Genèse, la fin de l’innocence

Combien de temps aura t-il fallu à l’humanité pour penser à foutre de la synthpop dans une fable adolescente ?

Il y a plusieurs types de plans fixes. Il y a même un millier ou au moins une bonne centaine de types de plans fixes. Il y a les plans fixes longs, les plans fixes courts, les plans fixes qui n’en sont pas, les plans fixes qui endorment – qui sont un embouteillage sur la route des vacances et s’étendent sur des kilomètres et des kilomètres, à des kilomètres et des kilomètres de la première plage. Et puis il y a le plan fixe transcendant ; celui-ci est bien plus discret. Ce n’est que lorsqu’il est parti que l’on réalise alors « Tiens, un plan fixe est passé. » On le reconnaît ainsi : le plan fixe transcendant sait se promener comme une caméra épaule mais en restant fixe – là est tout le secret de son art : montrer peu et en dire énormément. 

Les films sur l’adolescence sont comme les plans fixes. Il y en a des sucrés – beaucoup d’ailleurs – mais aussi des salés, des acides, des amers, des industriels et d’autres à la saveur plus complexe. Il suffit d’une scène à Genèse (en l’occurrence la scène d’introduction) pour évincer d’un esprit formaté tout ce qu’il peut attendre d’un film d’adolescents. Il n’y aura pas de puceau en quête de filles inaccessibles, ni de footballeur salaud, il n’y aura que des personnes en quête d’elles-mêmes à un âge majeur de leur vie : celui de la transition vers l’âge adulte

Là où la plupart des films d’adolescence dressent un constat nostalgique d’une époque révolue et offrent des solutions fantasmagoriques aux déboires hormonaux masculins, Genèse pose des questions mais n’y répond pas. Philippe Lesage porte son regard à hauteur de ses personnages et attend. Ainsi il capte tout de l’amour lorsqu’il n’a pas encore été brisé par les échecs de l’âge adulte. Il en fait une balade impressionniste de la couleur d’un été mélancolique et chaleureux, au fil d’une longue introspection dans l’innocence de trois individus confrontés au poids de leurs sentiments et du regard des autres.

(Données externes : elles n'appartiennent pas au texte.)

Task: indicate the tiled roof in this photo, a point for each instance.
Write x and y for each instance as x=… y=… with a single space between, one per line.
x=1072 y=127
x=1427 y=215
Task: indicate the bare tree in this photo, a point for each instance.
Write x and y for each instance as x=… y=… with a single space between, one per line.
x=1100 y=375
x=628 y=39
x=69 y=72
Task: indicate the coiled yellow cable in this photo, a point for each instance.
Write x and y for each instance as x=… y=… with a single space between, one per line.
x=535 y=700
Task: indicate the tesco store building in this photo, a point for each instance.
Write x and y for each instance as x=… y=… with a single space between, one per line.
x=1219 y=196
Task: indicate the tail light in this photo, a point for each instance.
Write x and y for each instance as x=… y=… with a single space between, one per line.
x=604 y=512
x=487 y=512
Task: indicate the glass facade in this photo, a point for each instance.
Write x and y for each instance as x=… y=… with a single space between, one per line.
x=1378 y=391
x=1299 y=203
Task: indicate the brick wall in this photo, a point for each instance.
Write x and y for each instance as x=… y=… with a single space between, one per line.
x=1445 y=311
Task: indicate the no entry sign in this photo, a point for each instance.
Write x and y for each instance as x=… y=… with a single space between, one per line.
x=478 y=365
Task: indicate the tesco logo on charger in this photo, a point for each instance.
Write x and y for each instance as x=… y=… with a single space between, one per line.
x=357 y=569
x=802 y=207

Edouard Tremblay-Grenier et Émilie Bierre – Genèse, Philippe Lesage, 2018

Par leur interprétation, Noée Abita et Théodore Pellerin emportent ce qui reste de fiction à la limite du documentaire. En osmose avec la mise en scène, apparaissent des personnages complexes, justes et naturels ; preuve que parfois la richesse naît de la sobriété. 

D’une discrétion absolue, Philippe Lesage autorise au temps de passer et aux silences d’exister de manière à ce que, au terme d’une séquence, la beauté ne se révèle que davantage. Il revient à la tradition perdue des fresques cinématographiques et dépeint quelques morceaux de vie – peut-être fugaces mais peut-être fondamentaux. La chaleur de ces instants rappelle à ce qui est – sans doute – une des plus belles phrases qu’un humain ait un jour eu le génie d’inventer : on ne voit bien qu’avec le cœur, l’essentiel est invisible pour les yeux*.

Le mythe de l’adolescence se déshabille avec pudeur et vraisemblance et ne laisse derrière lui que la trace de sa vulnérabilité.